The movie kicks off with Cena and his partner chasing down Miles Jackson, a supposedly badass terrorist who looks eerily like Wayne Coyne of the Flaming Lips. Jackson is on the run from the FBI and, after managing to successfully evade them, finds himself in Cena’s cross-hairs. A lengthy chase between the two involves Cena’s partner getting shot in the ass, a healthy amount of cock-blocking and a ton of strange quasi-Irish accent on Jackson’s part. Cena eventually manages to stop their getaway car with a boat…but when Jackson and his unnamed lady friend attempt to run away she is lit up by an SUV. Jackson vows revenge and Cena feels remorseful.

Exactly one year later, Jackson escapes from prison and kidnaps Cena’s girlfriend. He tells him the only way he’ll be seeing her again is by playing a game with him, featuring 12 impossible challenges Cena must overcome. He stops a speeding streetcar, blazes across town in a fire truck and climbs out of a falling elevator all along the way to finally doling out some vigilante justice on Jackson.

It may be heavily cribbed from “Die Hard: With a Vengeance” with strange hints of “Saw” sprinkled throughout, but the plot managed to maintain my interest for the 90 minutes I was watching. The real problem with this movie is that it builds up your hate for Jackson to the point where you can’t wait to see him get his, only for Cena to punk out and not finish the job. Sure he beats him down, but his girlfriend (played by the lovely Ashley Scott) is the one to actually deliver the one-liner just before his untimely demise. With a helicopter’s engines failing, she kicks a beaten Jackson in the face and says, “You land it…bitch.”

The writers seem to have liked that line a lot, as they basically lifted it from an earlier scene of the film. As Cena’s partner is confronting one of Jackson’s minions in a warehouse (which looks oddly similar to one seen in the “Saw” films) around 30 minutes earlier in the film, a bomb is suddenly activated in the room both men are in. Talking trash right up until his unfortunate death, the partner turns to said generic baddie and quips “Whatever the plan is, apparently you’re not a part of it…bitch.” It would seem pausing and then calling somebody a bitch is the best way to dispense verbal justice in the “12 Rounds” universe.

Explosions!Perhaps the most disappointing aspect of “12 Rounds” is that it just doesn’t pack a whole lot of kills or beatdowns. Cena takes it to Jackson in the films crescendo, but his other beatdowns are on a bicyclist and aging FBI agent. Worse yet, Cena suffers a painful emotional beatdown at the hands of a guard dog who manages to steal his gun during a heated pursuit.

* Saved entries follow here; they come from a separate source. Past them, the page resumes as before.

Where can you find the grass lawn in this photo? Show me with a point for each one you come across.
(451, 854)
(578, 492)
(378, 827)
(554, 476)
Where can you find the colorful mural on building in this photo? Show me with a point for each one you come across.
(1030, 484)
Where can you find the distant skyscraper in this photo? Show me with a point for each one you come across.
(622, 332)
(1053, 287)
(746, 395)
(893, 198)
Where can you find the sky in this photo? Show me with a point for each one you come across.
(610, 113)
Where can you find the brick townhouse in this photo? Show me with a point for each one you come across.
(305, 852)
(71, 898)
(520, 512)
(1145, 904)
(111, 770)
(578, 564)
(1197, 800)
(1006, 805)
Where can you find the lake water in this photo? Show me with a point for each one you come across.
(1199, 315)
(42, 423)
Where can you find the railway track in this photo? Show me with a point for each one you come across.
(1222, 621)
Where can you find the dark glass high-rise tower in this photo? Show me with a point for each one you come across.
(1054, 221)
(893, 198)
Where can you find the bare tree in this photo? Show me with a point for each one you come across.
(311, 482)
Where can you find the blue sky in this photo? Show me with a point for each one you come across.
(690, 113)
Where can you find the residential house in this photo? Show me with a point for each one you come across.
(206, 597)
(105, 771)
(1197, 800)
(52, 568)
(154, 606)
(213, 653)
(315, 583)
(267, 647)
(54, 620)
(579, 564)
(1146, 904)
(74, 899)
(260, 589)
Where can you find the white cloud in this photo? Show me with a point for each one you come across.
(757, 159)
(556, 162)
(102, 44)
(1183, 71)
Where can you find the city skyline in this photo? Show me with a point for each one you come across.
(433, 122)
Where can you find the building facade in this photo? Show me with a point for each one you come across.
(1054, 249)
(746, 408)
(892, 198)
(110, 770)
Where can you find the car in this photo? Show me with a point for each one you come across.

Notes from the Blood Bank look like this:
12 kills total, none by Cena
12 beatdowns, 5 courtesy of Cena
6 guilt-ridden beers downed by Cena in a bar, shortly before driving home
1 fire extinguisher to the testicles

I actually found Jackson to be the best part of the entire film. The guy stabs multiple people in the stomach, promises to buy his girlfriend a pony, takes time to enjoy an ice-cream cone while being hunted by the FBI and almost tricks Cena with a puzzle any fourth grader would have been able to solve within seconds. All things considered, it was a good day for him.

I’m not trying to say this film is completely devoid of any redeeming qualities. On the contrary, it has a few intense chases (Cena plowing through anything and everything in a fire truck) and even manages to pack in a few laughs. After making it through some of the worst action movies known to man, this felt like a walk in the park.

Overall, “12 Rounds” simply doesn’t offer what I’m looking for in a quality action movie. The kill/beatdown numbers are pathetic, Cena’s one-liners are relatively bland and the only truly exciting sequences of the film are marred by stilted dialogue and even worse acting.

lah3Goat’s Rating: I feel like “12 Rounds” at least warrants one Schwarzenegger, if not just for the dog stealing Cena’s gun and Jackson taking a fire extinguisher to the balls. But that alone doesn’t make up for number of crappy moments that make up the rest of the movie. Final verdict? One Arnie and three Brendan Frasers for a supremely weak viewing experience.